By the time we got to the end of this part of the story, I was impressed how much I thought the prison looked like a great place to be, compared to that abandoned building, let alone in a room with the Governor. That is talented direction, which I will give credit to. The only shot of the prison we see this episode is of it being bathed in sunlight, with good ol’ boy Rick handling watch duties. While not a complete surprise, when the Governor did come up behind Andrea, it did make me fairly sad that she couldn’t make it to that happy local and hangout with Lil’ Asskicker, Daryl, and of course Beth the singer. It also made me sadder to see Andrea locked up in the Governor’s torture chamber, but we’ll get back to that next week.
The other side of this story dealt with Tyrese, and dammit do I hope things work out so he and his sister can be with Rick and have everything be all honky dory. Knowing what I know about the character and how this show is depicting him, it is clear that Tyrese is a good man, his sister too, and both deserve to be on the good side. This episode is a bit clunky in what it tries to do, which is set up some drama between Tyrese and Allen, so the finale can presumably wrap up these characters, but the effort is there. We get to see how Tyrese is very similar to Rick in his actions and know which choices he should make, even when situations are a bit muddled, as Tyrese wants to do right by everyone. This means not making enemies when his current situation is pretty good, but still standing by his principles, such as not wanting any part of feeding people to walkers.

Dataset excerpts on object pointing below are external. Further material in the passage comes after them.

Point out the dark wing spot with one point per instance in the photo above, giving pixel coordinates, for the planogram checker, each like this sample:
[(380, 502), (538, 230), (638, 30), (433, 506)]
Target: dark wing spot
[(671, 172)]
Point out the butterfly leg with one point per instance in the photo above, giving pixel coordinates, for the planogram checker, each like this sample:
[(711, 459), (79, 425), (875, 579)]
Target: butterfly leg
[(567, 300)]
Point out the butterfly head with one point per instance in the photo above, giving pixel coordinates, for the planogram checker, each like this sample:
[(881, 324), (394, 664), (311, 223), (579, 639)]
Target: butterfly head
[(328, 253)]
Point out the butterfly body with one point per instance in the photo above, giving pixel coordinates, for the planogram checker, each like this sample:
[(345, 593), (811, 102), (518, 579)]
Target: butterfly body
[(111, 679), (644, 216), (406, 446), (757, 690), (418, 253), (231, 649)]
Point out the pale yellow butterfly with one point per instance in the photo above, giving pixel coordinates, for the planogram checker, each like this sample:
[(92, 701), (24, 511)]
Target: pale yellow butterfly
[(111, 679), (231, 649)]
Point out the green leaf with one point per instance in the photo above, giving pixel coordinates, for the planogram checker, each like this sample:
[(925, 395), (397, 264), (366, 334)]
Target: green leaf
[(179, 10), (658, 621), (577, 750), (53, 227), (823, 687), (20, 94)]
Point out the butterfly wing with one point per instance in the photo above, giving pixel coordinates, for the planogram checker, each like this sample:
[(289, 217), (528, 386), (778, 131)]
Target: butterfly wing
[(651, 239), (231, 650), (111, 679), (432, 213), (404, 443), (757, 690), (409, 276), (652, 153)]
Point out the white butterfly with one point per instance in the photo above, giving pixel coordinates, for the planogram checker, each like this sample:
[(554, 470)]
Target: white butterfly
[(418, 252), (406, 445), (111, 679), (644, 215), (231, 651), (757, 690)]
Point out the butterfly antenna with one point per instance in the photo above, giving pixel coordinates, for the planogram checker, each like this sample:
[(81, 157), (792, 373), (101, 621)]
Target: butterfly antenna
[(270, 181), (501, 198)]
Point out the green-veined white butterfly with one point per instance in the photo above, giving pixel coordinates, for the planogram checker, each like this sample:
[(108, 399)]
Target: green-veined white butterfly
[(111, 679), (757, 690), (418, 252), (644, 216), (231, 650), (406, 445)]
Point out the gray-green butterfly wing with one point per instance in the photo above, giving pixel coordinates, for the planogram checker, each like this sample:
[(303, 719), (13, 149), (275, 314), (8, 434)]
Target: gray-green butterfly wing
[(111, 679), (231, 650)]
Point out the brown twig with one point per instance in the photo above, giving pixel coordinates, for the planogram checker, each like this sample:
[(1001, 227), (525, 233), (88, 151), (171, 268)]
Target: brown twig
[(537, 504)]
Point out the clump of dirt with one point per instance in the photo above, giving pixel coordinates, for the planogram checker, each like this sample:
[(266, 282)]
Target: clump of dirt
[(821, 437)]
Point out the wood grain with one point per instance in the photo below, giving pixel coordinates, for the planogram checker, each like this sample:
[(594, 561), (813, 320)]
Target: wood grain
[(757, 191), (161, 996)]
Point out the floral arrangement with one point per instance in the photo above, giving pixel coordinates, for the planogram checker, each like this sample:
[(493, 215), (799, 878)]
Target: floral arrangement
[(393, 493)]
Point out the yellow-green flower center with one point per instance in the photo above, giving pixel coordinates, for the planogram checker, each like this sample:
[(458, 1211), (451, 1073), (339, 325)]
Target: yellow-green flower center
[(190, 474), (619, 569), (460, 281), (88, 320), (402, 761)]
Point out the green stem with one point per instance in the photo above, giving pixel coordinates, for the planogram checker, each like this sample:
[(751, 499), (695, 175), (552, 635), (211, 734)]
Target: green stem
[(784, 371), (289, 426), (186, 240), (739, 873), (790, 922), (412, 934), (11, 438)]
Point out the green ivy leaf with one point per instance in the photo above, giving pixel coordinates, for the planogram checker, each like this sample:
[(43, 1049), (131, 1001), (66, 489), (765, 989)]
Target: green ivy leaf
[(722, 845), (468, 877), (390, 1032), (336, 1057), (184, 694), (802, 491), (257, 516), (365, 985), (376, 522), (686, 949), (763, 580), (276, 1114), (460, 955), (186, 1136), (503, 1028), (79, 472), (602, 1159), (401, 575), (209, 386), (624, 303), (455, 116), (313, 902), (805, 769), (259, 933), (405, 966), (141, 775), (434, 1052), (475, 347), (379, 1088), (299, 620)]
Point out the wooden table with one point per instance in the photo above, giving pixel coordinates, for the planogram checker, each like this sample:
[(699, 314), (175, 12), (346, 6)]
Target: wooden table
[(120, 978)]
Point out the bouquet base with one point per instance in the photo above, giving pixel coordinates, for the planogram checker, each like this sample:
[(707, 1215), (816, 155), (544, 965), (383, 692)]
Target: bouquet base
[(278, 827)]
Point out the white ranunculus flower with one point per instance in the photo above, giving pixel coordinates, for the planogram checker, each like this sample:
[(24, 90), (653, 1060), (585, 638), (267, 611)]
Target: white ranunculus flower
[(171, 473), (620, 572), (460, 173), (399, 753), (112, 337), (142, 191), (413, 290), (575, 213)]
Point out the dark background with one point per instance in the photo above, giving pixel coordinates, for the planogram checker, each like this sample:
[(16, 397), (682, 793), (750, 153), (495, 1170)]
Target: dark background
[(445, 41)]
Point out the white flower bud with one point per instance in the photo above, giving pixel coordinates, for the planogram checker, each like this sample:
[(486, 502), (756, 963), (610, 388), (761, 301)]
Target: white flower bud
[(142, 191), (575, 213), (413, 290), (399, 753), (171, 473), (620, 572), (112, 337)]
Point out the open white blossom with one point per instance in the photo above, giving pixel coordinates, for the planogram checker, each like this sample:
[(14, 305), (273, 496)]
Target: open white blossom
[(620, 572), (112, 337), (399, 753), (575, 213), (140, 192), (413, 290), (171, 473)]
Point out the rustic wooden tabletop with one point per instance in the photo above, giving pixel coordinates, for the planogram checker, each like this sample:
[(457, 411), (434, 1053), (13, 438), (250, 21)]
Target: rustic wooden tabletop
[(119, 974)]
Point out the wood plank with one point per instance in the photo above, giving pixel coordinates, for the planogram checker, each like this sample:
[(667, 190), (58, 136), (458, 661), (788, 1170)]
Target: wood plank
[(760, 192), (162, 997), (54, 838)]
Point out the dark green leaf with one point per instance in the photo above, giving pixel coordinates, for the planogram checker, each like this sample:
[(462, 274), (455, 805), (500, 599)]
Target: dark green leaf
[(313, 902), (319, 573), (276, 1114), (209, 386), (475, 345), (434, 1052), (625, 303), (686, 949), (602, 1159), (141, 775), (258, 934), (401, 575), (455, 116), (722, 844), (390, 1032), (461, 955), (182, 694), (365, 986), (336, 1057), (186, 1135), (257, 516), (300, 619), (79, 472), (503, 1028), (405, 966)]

A big ol’ walker pit is an interesting sight. I would have liked to see how this trap actually works, but regardless, a visit to this place obviously shows us more of the evils that Woodbury is capable of, even if the Governor claims this is just a scare tactic. The “mystery” of this location becomes who burnt the thing down, although it is fairly obvious that Milton did it, but even still, I would be both pleased and displeased if it was someone else’s hand at work. I do like being surprised, especially if it means that the show is not as predictable as it seems sometimes, but a completely random person would not be the best thing for the show either. Additionally, seeing a pile of burnt walkers, some of which were still alive, was pretty damn disturbing.
So “Prey” leaves us in a compelling place. Andrea is now trapped in the torture chamber and Tyrese is of two minds as to how to get out of his situation. The next rendezvous between Rick and the Governor is sure to be a deadly one. And Milton is tired of looking over the bad things happening in Woodbury. There only two episodes left this season, which will most likely be larger in scope. For now though, I was quite pleased with this episode’s focus and excitement, especially since it made Andrea less annoying for a change.
4 out of 5 Busters
Zombie Kill of the Week: The Governor had a shovel party all over one walker’s face, which seemed to be pretty effective the first time, let alone the other five.
- Milton doesn’t know anyone at the prison. Andrea insists that its ok, because Merle was able to fit in. I guess that makes sense.
- Seriously, I did not need to see crispy walkers, that was a bit disturbing.
- Tyrese don’t shoot, he hammers.
- Andrea using that stairway full of walkers to her advantage was pretty cool.
- People saying, “We’ve got a good thing here,” is one of the most frequent phrases on this show.
- Some effective ‘horror movie music’ from Bear McCreary this week.
- Rick can probably chalk up being confused by what he saw with the fact that he “sees things”.